Physical-chemical data: temperature (°C), salinity, inorganic nutrients [DIN ([NO3- + NO2- + NH4+), PO43-, Si(OH)4] (μM) and POC [particulate organic carbon], PON [particulate organic nitrogen], Prot [protein] and Carb [carbohydrate] (mg m-3), POC/Chl-a, POC/PON, Prot/Carb. Biological and photophysiological variables: Chl-a (mg m-3), Phaeo/Chl-a [Phaeopigments/Chl-a], ΔSi/Fuco [ΔSi(OH)4/Fucoxanthin], Diato [diatoms] and Hapto [Haptophytes], micro (>20 μm), nano (2–20 μm) and pico (<2 μm) fractions (%), Fv/Fm [maximum quantum yield], Dd+Dt/Ch-a.

In the UML, the temperature was ≥0°C in almost all of the sampling stations (Fig 4). The highest temperatures (up to 3.07°C) were recorded in the easternmost stations of RoME 2, whereas the lowest temperatures were in RoME 3. Below the UML, the mean temperatures were similar in the three experiments, although RoME 2 showed the highest variability. The fraction of melt-water was highest (up to 4.96%) and mostly variable in the UML of RoME 1 (Fig 4). In the same layer, a progressive decrease of melt-water percentage was observed from RoME 2 (mean, 1.98%) to RoME 3 (1.20%). Below the UML, the percentage of melt-water decreased compared to the surface layers in all of the experiments. The lowest melt-water fraction (0.39%) was recorded during RoME 2. Dissolved inorganic nitrogen (DIN [NO3- + NO2- + NH4+]), PO43- and Si(OH)4 were never fully depleted in any of the investigated areas, and their concentrations were generally high and showed the lowest values at the surface, in the UML (Fig 4).

Fig 4. Environmental features in the two investigated layers of each area.

Fig 4

Temperature (°C), melt-water (%) and DIN [dissolved inorganic nitrogen] concentrations (μM). The red cross shows the mean. Samples in the UML (A) and samples below the UML (B).
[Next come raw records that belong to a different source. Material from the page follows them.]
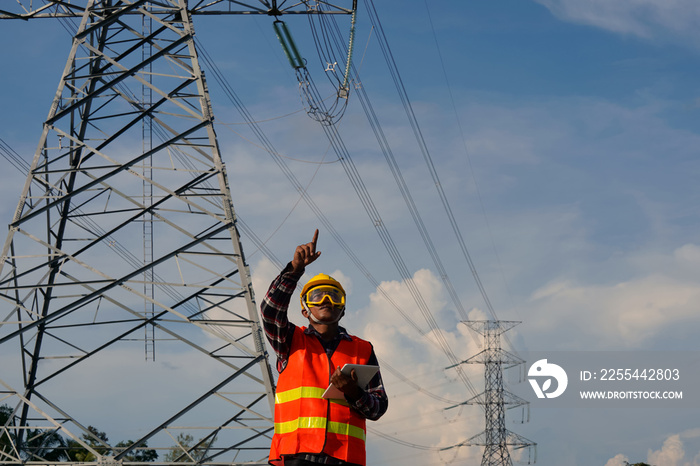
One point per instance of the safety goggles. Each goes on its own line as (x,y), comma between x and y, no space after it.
(317,295)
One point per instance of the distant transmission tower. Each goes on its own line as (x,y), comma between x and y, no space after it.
(125,227)
(495,398)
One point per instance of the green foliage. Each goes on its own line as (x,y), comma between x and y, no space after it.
(98,440)
(187,450)
(5,439)
(139,454)
(49,445)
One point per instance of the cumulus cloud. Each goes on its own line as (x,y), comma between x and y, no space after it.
(618,460)
(643,18)
(672,452)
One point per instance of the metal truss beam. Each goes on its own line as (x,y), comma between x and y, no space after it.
(34,9)
(73,279)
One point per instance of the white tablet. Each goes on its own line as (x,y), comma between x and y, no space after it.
(364,375)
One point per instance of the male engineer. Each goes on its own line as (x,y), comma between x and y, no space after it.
(309,429)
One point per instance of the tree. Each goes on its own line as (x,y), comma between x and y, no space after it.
(184,451)
(44,445)
(98,441)
(140,454)
(5,438)
(39,444)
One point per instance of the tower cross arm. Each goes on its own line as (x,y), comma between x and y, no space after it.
(26,10)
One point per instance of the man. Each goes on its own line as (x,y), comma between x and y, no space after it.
(311,430)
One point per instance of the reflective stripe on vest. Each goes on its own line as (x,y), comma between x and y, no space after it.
(337,428)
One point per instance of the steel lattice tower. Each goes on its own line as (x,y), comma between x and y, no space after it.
(128,165)
(495,398)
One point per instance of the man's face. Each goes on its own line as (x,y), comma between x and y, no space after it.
(326,303)
(327,312)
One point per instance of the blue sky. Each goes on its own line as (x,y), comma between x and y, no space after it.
(565,136)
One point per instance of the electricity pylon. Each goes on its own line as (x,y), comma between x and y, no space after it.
(125,234)
(495,399)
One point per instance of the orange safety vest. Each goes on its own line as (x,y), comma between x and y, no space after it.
(305,422)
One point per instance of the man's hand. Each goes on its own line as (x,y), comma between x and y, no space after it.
(305,254)
(347,385)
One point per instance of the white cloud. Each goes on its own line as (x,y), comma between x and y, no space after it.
(618,460)
(643,18)
(670,454)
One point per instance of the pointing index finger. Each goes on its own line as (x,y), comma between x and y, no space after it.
(314,241)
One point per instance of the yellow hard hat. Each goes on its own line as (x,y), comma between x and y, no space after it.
(321,279)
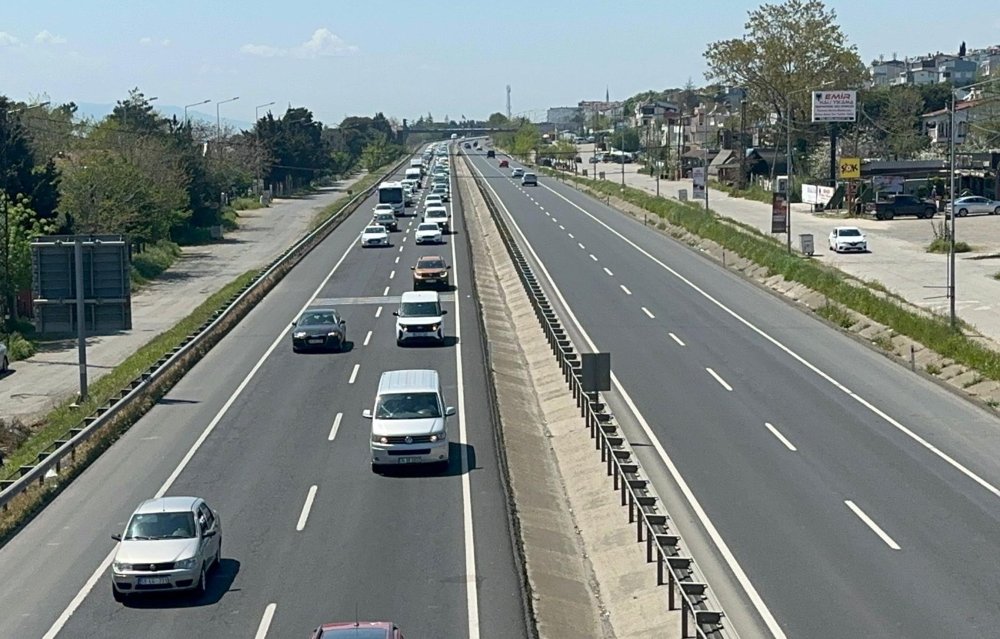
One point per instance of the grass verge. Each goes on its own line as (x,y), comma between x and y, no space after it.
(932,332)
(64,417)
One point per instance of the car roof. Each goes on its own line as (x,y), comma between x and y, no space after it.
(168,504)
(410,380)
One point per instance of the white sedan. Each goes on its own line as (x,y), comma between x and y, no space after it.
(375,235)
(428,233)
(848,238)
(976,204)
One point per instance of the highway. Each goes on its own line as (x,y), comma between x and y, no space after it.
(275,442)
(824,490)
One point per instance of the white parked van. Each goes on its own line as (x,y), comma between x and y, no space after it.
(409,420)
The POM concentrations, on average, were relatively similar for the three areas (Table 1), although slightly higher for RoME 3. Only the particulate carbohydrate concentrations were consistently higher in RoME 2 than in the other two areas. The POM concentrations decreased with depth, generally rather sharply for RoME 1 and RoME 3, with the highest concentrations observed in the UML. For RoME 2, this decrease was relatively smoother, with carbohydrate concentrations sometimes increasing in the 20 m to 50 m layer. The highest POC/PON ratios were in the deeper water layer (100 m), whereas the lowest ones (<6) were in the UML, especially for RoME 3, where the highest protein/carbohydrate ratios were also seen. The POC/Chl-a ratio was highest in RoME 1 (Table 1). Further details on the POM composition and distribution were reported by [61].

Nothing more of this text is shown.